Example application using the Elastic stack to store and visualize phishing domains detected using the certstream tool for consuming live Certificate Transparency Log data.
The folder contains a working phishing detection tool (prototype) and configuration files for Logstash and Filebeat. The goal of this project was to:
- Provide a working example of a phishing domain detector
- Highlight components of the Elastic stack and how they can be used to visualize the intelligence
- Show the power of CertStream to provide SOC teams additional intelligence on malicious actors
The script was built using Python 3.7.3, but should work across Python 2 & 3 versions
You will need to first install the following Python libraries: certstream, PyYAML, tld
pip install -r requirements.txt
Navigate to the Elastic download page and download the latest versions of Elasticsearch, Logstash, Kibana, and Filebeat. At the time of publishing, it is version 7.0.
In the Logstash folder, add the logstash.conf
file to the /config/
directory. The config assumes for PoC purposes that you are running on a single machine, so notice the use of localhost. The address can be changed to reflect different containers/vm configurations.

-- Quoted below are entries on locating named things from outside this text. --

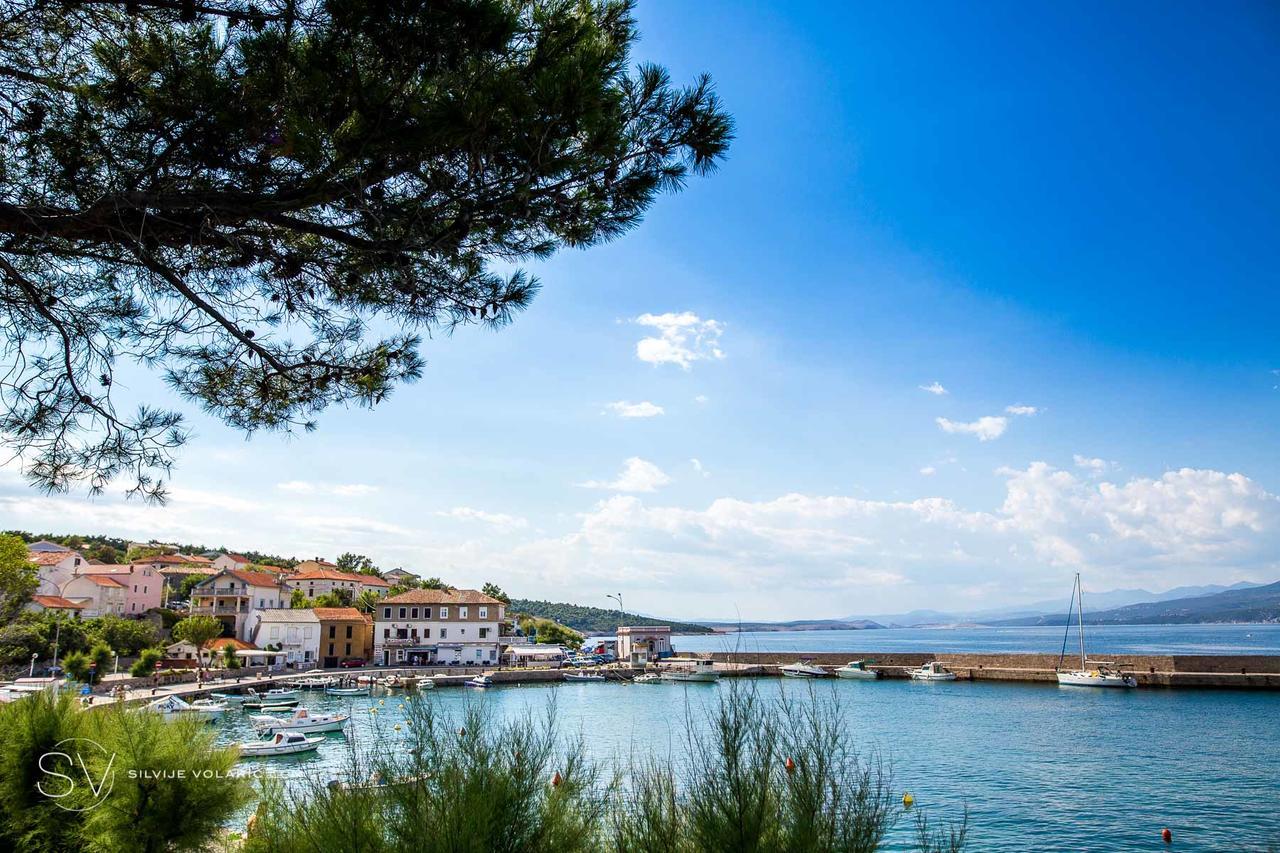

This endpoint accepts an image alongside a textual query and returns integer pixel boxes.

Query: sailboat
[1056,573,1138,688]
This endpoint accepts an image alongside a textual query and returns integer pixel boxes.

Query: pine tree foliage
[0,0,732,500]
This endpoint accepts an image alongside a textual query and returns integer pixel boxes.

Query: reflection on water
[219,679,1280,850]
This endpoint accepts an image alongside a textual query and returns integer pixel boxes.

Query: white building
[27,542,88,596]
[252,607,320,663]
[191,569,289,640]
[374,589,504,666]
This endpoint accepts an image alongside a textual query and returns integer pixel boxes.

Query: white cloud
[1071,453,1111,476]
[635,311,724,370]
[580,456,671,492]
[275,480,378,497]
[934,415,1009,442]
[436,506,529,530]
[604,400,664,418]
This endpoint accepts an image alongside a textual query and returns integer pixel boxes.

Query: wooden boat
[239,731,324,758]
[248,708,351,734]
[836,661,879,681]
[324,686,369,695]
[1055,573,1138,688]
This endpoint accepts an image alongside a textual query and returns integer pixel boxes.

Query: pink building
[79,564,164,616]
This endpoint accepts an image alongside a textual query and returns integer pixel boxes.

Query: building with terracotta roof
[26,596,84,619]
[252,607,320,665]
[191,569,289,640]
[374,589,506,666]
[27,543,87,596]
[311,607,374,669]
[61,575,125,617]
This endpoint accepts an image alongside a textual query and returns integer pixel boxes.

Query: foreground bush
[244,685,966,853]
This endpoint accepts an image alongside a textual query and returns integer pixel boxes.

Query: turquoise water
[672,624,1280,656]
[218,679,1280,852]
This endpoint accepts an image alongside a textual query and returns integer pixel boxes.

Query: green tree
[173,616,224,669]
[0,534,40,622]
[0,0,732,500]
[129,648,164,679]
[480,581,511,605]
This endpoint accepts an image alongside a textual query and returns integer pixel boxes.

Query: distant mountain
[707,619,884,633]
[507,598,716,634]
[986,583,1280,625]
[846,580,1262,628]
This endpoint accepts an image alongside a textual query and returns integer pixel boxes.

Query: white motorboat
[662,661,719,684]
[778,661,828,679]
[1056,573,1138,688]
[564,672,608,681]
[836,661,879,681]
[324,686,369,695]
[146,695,227,722]
[908,661,956,681]
[248,708,351,734]
[239,731,324,758]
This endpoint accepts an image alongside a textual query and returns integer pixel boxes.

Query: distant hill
[708,619,884,633]
[507,598,716,634]
[986,583,1280,625]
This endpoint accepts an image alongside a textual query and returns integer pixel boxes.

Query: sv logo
[36,738,115,812]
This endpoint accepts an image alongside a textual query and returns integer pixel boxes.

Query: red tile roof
[31,596,84,610]
[379,589,502,605]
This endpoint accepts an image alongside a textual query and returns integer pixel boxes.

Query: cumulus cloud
[635,311,724,370]
[275,480,378,497]
[604,400,664,418]
[436,506,529,530]
[580,456,671,492]
[934,415,1009,442]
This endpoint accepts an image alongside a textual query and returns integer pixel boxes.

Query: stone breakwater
[692,652,1280,690]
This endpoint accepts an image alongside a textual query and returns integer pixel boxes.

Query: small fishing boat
[241,699,298,712]
[836,661,879,681]
[239,731,324,758]
[778,661,827,679]
[906,661,956,681]
[564,672,608,681]
[1056,573,1138,688]
[660,661,719,684]
[324,685,369,695]
[146,695,227,722]
[248,708,351,734]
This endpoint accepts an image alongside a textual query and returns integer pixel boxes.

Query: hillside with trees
[508,598,716,634]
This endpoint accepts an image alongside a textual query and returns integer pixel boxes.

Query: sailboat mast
[1075,573,1085,670]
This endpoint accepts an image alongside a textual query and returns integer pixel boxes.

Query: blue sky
[0,3,1280,619]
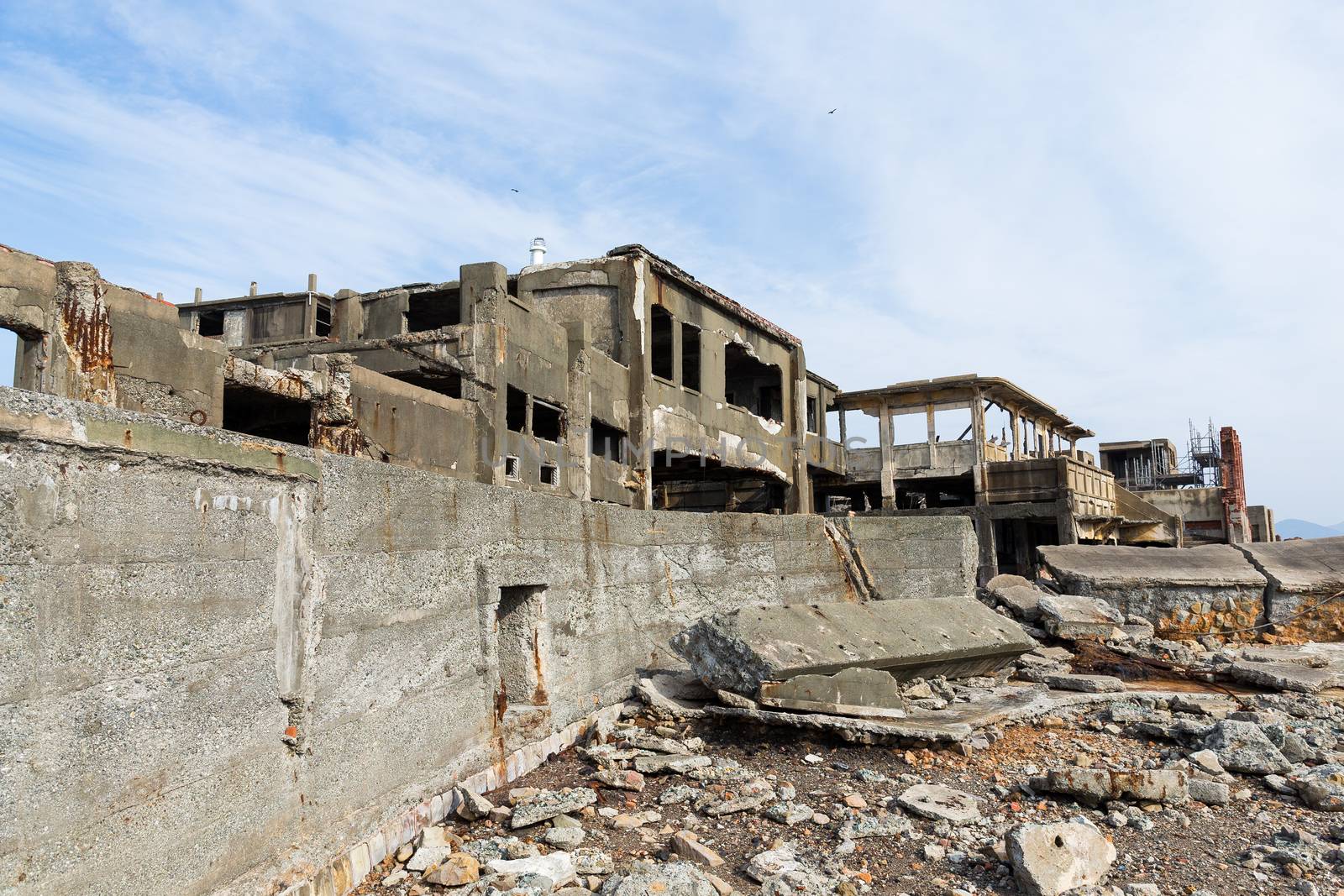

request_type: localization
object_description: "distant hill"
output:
[1274,520,1344,538]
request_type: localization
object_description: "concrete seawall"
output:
[0,388,974,893]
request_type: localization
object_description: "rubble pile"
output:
[356,588,1344,896]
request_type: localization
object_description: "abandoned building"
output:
[1100,422,1277,544]
[815,375,1180,582]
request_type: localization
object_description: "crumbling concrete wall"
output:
[0,390,978,894]
[1039,544,1266,638]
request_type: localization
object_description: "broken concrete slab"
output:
[1039,544,1268,638]
[758,668,906,719]
[1037,594,1125,641]
[1005,820,1116,896]
[670,598,1037,697]
[1236,537,1344,641]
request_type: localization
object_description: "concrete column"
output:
[925,401,938,466]
[459,262,508,485]
[785,343,822,513]
[878,401,896,511]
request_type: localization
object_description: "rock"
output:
[1044,767,1188,806]
[1187,750,1226,775]
[1290,764,1344,811]
[840,813,914,840]
[1037,594,1125,641]
[570,849,616,874]
[896,784,979,825]
[593,757,643,791]
[509,787,596,827]
[748,845,802,883]
[634,752,712,775]
[668,831,724,867]
[1005,820,1116,896]
[486,853,576,892]
[704,793,774,817]
[1187,778,1232,806]
[1043,674,1125,693]
[406,843,453,871]
[1205,719,1293,775]
[542,815,586,851]
[761,802,813,827]
[598,862,719,896]
[425,853,481,887]
[453,787,495,820]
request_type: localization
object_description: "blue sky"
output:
[0,0,1344,522]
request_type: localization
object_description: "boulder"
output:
[1005,820,1116,896]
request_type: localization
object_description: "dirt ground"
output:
[356,698,1344,896]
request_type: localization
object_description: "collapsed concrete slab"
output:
[670,598,1037,697]
[1039,544,1266,638]
[1236,537,1344,641]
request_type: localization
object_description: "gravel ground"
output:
[356,693,1344,896]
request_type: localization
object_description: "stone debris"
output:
[509,787,596,827]
[1005,820,1116,896]
[896,784,979,824]
[1037,594,1125,641]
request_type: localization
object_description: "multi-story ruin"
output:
[1100,423,1277,544]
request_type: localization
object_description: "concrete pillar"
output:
[785,343,822,513]
[563,321,593,501]
[878,401,896,511]
[459,262,508,485]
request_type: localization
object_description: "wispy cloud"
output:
[0,0,1344,518]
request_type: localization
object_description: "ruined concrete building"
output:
[815,375,1180,582]
[1100,423,1277,544]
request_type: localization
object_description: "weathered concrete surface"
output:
[1236,536,1344,641]
[1039,544,1266,638]
[672,598,1037,696]
[0,388,978,894]
[835,516,979,600]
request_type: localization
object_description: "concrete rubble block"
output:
[1046,768,1189,806]
[509,787,596,827]
[1037,594,1125,641]
[1236,536,1344,641]
[1005,820,1116,896]
[1288,763,1344,811]
[668,831,726,867]
[1203,719,1293,775]
[672,598,1037,697]
[896,784,979,825]
[598,862,719,896]
[425,853,481,887]
[1039,544,1266,638]
[985,574,1047,622]
[759,668,906,719]
[453,787,495,820]
[486,853,576,892]
[1040,674,1125,693]
[1231,659,1344,693]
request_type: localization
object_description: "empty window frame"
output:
[197,311,224,338]
[533,398,564,442]
[504,385,527,432]
[723,343,784,421]
[681,324,701,392]
[591,417,625,464]
[650,305,674,380]
[406,289,462,333]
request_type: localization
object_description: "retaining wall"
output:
[0,388,973,894]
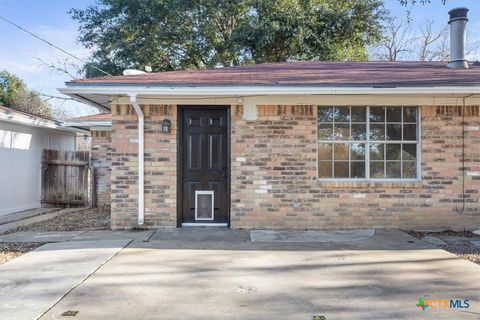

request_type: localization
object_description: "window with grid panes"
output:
[317,106,419,180]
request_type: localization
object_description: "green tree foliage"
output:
[0,70,52,117]
[71,0,386,77]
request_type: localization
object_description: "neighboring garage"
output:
[0,106,79,215]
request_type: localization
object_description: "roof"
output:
[69,113,112,122]
[0,105,85,132]
[67,61,480,87]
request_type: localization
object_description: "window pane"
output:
[335,123,350,140]
[350,161,365,178]
[370,143,385,160]
[370,107,385,122]
[333,161,349,178]
[386,143,402,160]
[370,123,385,141]
[352,124,367,141]
[403,162,417,179]
[350,143,365,160]
[352,107,367,122]
[317,106,333,122]
[318,161,332,178]
[318,143,332,161]
[387,107,402,122]
[386,124,402,141]
[334,107,350,122]
[403,107,417,122]
[334,143,349,160]
[318,123,333,140]
[386,161,402,179]
[403,124,417,141]
[370,161,384,179]
[402,143,417,161]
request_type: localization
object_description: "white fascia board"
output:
[0,113,84,132]
[62,121,112,128]
[58,84,480,96]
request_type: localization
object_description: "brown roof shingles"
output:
[67,61,480,86]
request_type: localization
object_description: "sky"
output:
[0,0,480,116]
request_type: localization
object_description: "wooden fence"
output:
[42,150,92,207]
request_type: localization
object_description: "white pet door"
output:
[195,191,213,220]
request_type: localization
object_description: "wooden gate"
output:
[42,150,91,206]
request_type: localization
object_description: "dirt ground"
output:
[0,242,42,264]
[8,208,110,233]
[406,230,480,265]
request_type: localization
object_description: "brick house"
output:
[63,113,112,207]
[61,62,480,229]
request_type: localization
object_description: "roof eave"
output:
[58,84,480,97]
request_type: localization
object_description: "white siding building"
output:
[0,106,81,215]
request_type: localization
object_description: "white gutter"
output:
[58,84,480,96]
[130,94,145,225]
[62,121,112,127]
[0,111,87,132]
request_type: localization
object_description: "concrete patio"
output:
[0,229,480,320]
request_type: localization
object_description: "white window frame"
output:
[315,105,422,183]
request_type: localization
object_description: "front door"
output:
[179,106,230,224]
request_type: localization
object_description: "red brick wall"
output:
[91,131,111,206]
[111,105,177,229]
[231,106,480,229]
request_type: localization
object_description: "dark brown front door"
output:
[179,106,230,223]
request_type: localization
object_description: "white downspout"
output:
[130,94,145,225]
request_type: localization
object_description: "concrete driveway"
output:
[31,229,480,320]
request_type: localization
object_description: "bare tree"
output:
[370,15,480,61]
[373,17,413,61]
[416,20,448,61]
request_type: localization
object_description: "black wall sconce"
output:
[162,119,172,133]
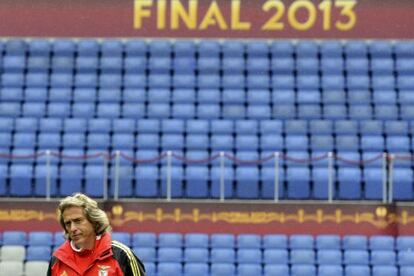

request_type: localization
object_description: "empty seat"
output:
[289,234,314,249]
[236,234,262,249]
[0,244,26,262]
[210,233,236,249]
[23,261,49,276]
[344,249,369,265]
[342,235,368,250]
[210,247,236,264]
[0,260,24,276]
[158,232,183,248]
[317,249,342,265]
[184,233,209,248]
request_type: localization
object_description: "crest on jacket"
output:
[98,265,110,276]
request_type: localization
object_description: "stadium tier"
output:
[0,39,414,201]
[0,231,414,276]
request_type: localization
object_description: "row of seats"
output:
[0,230,414,253]
[4,102,414,121]
[0,261,414,276]
[0,132,414,152]
[0,39,414,58]
[0,164,406,200]
[0,154,414,200]
[0,117,414,138]
[0,261,47,276]
[0,87,414,106]
[4,245,414,267]
[0,54,414,76]
[0,71,414,90]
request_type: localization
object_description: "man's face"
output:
[63,207,96,249]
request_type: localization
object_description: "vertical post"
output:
[274,151,280,203]
[388,154,394,203]
[382,152,387,203]
[220,151,225,201]
[328,151,334,203]
[167,150,172,201]
[111,150,121,200]
[46,150,52,200]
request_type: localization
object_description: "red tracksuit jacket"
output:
[47,233,145,276]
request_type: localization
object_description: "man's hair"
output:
[58,193,111,238]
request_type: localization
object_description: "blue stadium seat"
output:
[135,165,159,197]
[132,232,157,248]
[210,263,236,276]
[368,40,393,58]
[26,245,52,261]
[315,235,341,250]
[344,249,369,265]
[210,233,236,249]
[59,164,83,196]
[392,168,413,200]
[374,104,399,120]
[184,247,209,263]
[263,249,289,265]
[342,235,368,250]
[235,166,259,199]
[371,250,396,266]
[27,231,53,246]
[124,39,147,56]
[289,234,314,249]
[372,265,398,276]
[84,165,106,197]
[33,164,58,196]
[184,166,209,198]
[10,164,33,197]
[184,233,210,249]
[337,168,362,199]
[345,265,371,276]
[210,166,235,198]
[363,167,385,200]
[263,264,289,276]
[157,261,183,276]
[158,232,183,248]
[237,263,262,276]
[260,167,285,199]
[76,39,100,56]
[320,58,344,75]
[290,264,316,276]
[262,234,288,249]
[111,231,132,246]
[286,167,310,199]
[210,246,236,264]
[316,249,342,266]
[2,230,27,246]
[184,263,209,276]
[318,264,344,276]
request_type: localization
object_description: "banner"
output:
[0,0,414,39]
[0,201,414,235]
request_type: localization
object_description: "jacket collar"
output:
[53,233,112,274]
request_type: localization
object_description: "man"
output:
[47,193,145,276]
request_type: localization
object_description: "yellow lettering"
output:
[171,0,197,30]
[231,0,251,30]
[134,0,152,29]
[157,0,167,30]
[200,1,228,30]
[288,0,316,31]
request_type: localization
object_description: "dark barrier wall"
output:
[0,0,414,39]
[0,201,414,235]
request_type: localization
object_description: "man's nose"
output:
[70,223,78,232]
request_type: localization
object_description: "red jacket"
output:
[47,233,145,276]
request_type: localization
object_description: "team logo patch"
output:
[98,265,110,276]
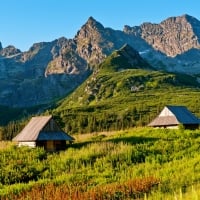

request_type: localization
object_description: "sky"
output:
[0,0,200,51]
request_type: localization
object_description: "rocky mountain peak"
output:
[74,17,106,65]
[138,15,200,57]
[0,45,21,57]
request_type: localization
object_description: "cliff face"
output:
[124,15,200,57]
[0,15,200,107]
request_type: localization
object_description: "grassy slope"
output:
[53,65,200,133]
[0,128,200,200]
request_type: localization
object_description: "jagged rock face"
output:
[45,40,87,76]
[0,45,21,57]
[0,38,88,107]
[125,15,200,57]
[0,15,200,107]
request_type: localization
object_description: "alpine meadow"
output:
[0,14,200,200]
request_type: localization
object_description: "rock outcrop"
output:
[0,15,200,107]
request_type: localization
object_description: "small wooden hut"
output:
[13,115,74,151]
[148,106,200,129]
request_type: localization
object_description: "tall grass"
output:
[0,128,200,199]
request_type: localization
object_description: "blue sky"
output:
[0,0,200,51]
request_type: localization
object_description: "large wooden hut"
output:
[148,106,200,129]
[13,116,74,151]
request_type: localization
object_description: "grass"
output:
[0,128,200,200]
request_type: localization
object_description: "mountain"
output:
[52,45,200,133]
[0,15,200,107]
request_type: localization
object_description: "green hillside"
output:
[49,46,200,133]
[0,128,200,200]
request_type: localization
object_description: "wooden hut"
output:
[13,116,74,151]
[148,106,200,129]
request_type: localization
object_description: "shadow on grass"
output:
[107,136,159,144]
[71,136,159,149]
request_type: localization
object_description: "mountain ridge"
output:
[0,15,200,107]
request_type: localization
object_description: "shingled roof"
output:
[148,106,200,126]
[13,115,74,142]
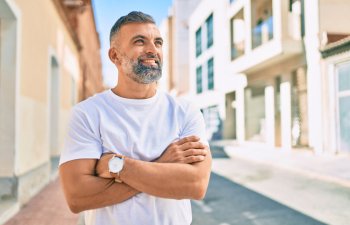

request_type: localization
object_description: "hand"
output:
[96,152,114,179]
[155,136,208,164]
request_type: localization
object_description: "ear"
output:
[108,47,119,64]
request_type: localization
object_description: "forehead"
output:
[118,23,161,40]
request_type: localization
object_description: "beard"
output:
[123,54,162,84]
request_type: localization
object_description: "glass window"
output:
[208,58,214,90]
[338,62,350,91]
[337,62,350,152]
[196,66,203,94]
[196,28,202,56]
[251,0,273,48]
[230,9,245,60]
[205,14,214,48]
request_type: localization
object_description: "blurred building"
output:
[164,0,350,153]
[0,0,103,224]
[159,0,201,96]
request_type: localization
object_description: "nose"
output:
[146,42,158,54]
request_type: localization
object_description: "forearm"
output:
[120,156,211,199]
[60,160,139,213]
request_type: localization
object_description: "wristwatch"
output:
[108,154,124,183]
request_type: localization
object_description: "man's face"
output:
[112,23,163,84]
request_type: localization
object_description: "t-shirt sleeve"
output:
[180,103,209,146]
[60,107,102,165]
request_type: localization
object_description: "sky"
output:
[92,0,172,87]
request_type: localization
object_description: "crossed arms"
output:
[59,136,212,213]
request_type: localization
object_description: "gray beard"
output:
[129,60,162,84]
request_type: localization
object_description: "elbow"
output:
[67,199,84,214]
[192,179,209,200]
[193,186,207,200]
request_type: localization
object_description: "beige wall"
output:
[322,0,350,34]
[14,0,79,176]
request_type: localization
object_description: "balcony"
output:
[230,0,303,74]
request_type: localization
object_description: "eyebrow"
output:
[131,35,164,42]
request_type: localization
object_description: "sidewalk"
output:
[5,179,79,225]
[211,141,350,187]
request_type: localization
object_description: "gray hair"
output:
[109,11,155,42]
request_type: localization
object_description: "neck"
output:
[112,76,157,99]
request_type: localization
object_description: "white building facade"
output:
[187,0,350,153]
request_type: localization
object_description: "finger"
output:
[184,155,205,164]
[176,135,199,145]
[180,141,205,151]
[183,149,207,157]
[176,135,199,145]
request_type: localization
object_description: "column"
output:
[265,86,275,147]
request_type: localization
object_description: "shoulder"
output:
[72,91,107,117]
[161,92,200,116]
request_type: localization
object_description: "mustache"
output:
[138,53,161,65]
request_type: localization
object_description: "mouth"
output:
[141,59,159,66]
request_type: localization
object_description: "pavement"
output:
[212,141,350,188]
[1,142,350,225]
[5,178,79,225]
[209,142,350,225]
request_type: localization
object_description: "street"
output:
[192,146,350,225]
[192,173,325,225]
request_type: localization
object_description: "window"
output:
[208,58,214,90]
[196,28,202,56]
[230,9,245,60]
[251,0,273,48]
[336,62,350,152]
[205,14,214,48]
[196,66,203,94]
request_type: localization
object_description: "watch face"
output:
[108,157,124,173]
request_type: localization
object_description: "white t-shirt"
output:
[60,90,208,225]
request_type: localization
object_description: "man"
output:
[60,12,211,225]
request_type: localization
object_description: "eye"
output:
[134,39,145,45]
[154,41,163,47]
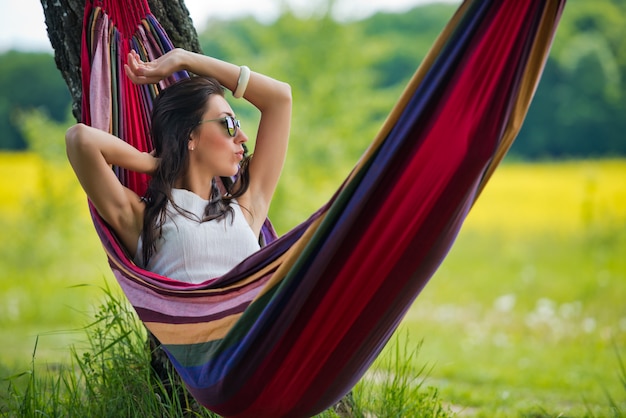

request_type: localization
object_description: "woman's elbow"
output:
[280,82,293,104]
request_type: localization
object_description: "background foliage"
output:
[0,0,626,158]
[0,0,626,417]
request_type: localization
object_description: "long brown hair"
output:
[141,77,250,264]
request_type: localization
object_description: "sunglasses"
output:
[198,116,241,138]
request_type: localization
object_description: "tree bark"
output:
[41,0,201,121]
[41,0,201,412]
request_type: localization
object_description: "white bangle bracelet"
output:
[233,65,250,99]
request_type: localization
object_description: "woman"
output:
[66,49,291,283]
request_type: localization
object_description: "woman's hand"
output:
[124,48,185,84]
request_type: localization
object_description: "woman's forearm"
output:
[65,123,158,174]
[180,50,291,112]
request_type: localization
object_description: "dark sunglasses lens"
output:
[226,116,239,137]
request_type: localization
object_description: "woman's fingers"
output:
[124,51,163,84]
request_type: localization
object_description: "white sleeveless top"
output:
[134,189,260,283]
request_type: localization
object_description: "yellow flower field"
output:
[0,153,626,233]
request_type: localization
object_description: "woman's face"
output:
[188,94,248,177]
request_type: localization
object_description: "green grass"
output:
[403,227,626,417]
[0,288,451,418]
[0,160,626,417]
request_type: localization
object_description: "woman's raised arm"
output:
[65,123,158,254]
[126,49,292,231]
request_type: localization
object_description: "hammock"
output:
[82,0,565,417]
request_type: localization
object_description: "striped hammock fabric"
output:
[82,0,565,418]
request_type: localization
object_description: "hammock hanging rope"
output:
[82,0,565,417]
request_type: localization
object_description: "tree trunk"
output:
[41,0,201,412]
[41,0,201,121]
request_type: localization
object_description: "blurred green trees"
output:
[0,0,626,160]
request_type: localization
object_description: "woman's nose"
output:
[235,129,248,143]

In the Filebeat folder, replace the filebeat.yml
file with the provided filebeat.yml
. It is important that you modify the path in line 28 to reflect the location where you will be writing the phishing domains to.
On lines 11 & 12 of the elasticphish.py
script are two different options for url instantiation. The first connects directly to a CertStream server run by CaliDog. The second is pointing to a local version of the CertStream Server running on a local instance.
It is recommended that you run your own CertStream server to obtain the best performance and reduce downtime. The CaliDog server should be used for testing to ensure that proper setup has been performed.
For instructions on deploying the CertStream Server, refer to the CaliDog Github page.
Refer to Elastic documentation for full configuration and operating commands. The following are simple commands to start each of the processes, and should not be considered and exhaustive explanation.
in elasticsearch folder, run: bin/elasticsearch
in kibana folder, run: bin/kibana
in logstash folder, run: bin/logstash -f logstash.conf
in filebeat folder, run: ./filebeat -e -c filebeat.yml
python elasticphish.py
The PoC phishing detection tool is a heuristic engine designed to detect phishing domains that are intended to trick users through the use of common brands and keywords. A list of brands and keywords was built by analyzing a large pool of known phishing domains from sources like PhishTank, OpenPhish, etc. and extracting the common lexicon.
In addition, the script utilizes the Umbrella 1M list to filter out well known domains, helping reduce false positives. The Spamhaus list of most dangerous TLDs is also added to the scoring.yml
file to account for known "bad neighborhoods."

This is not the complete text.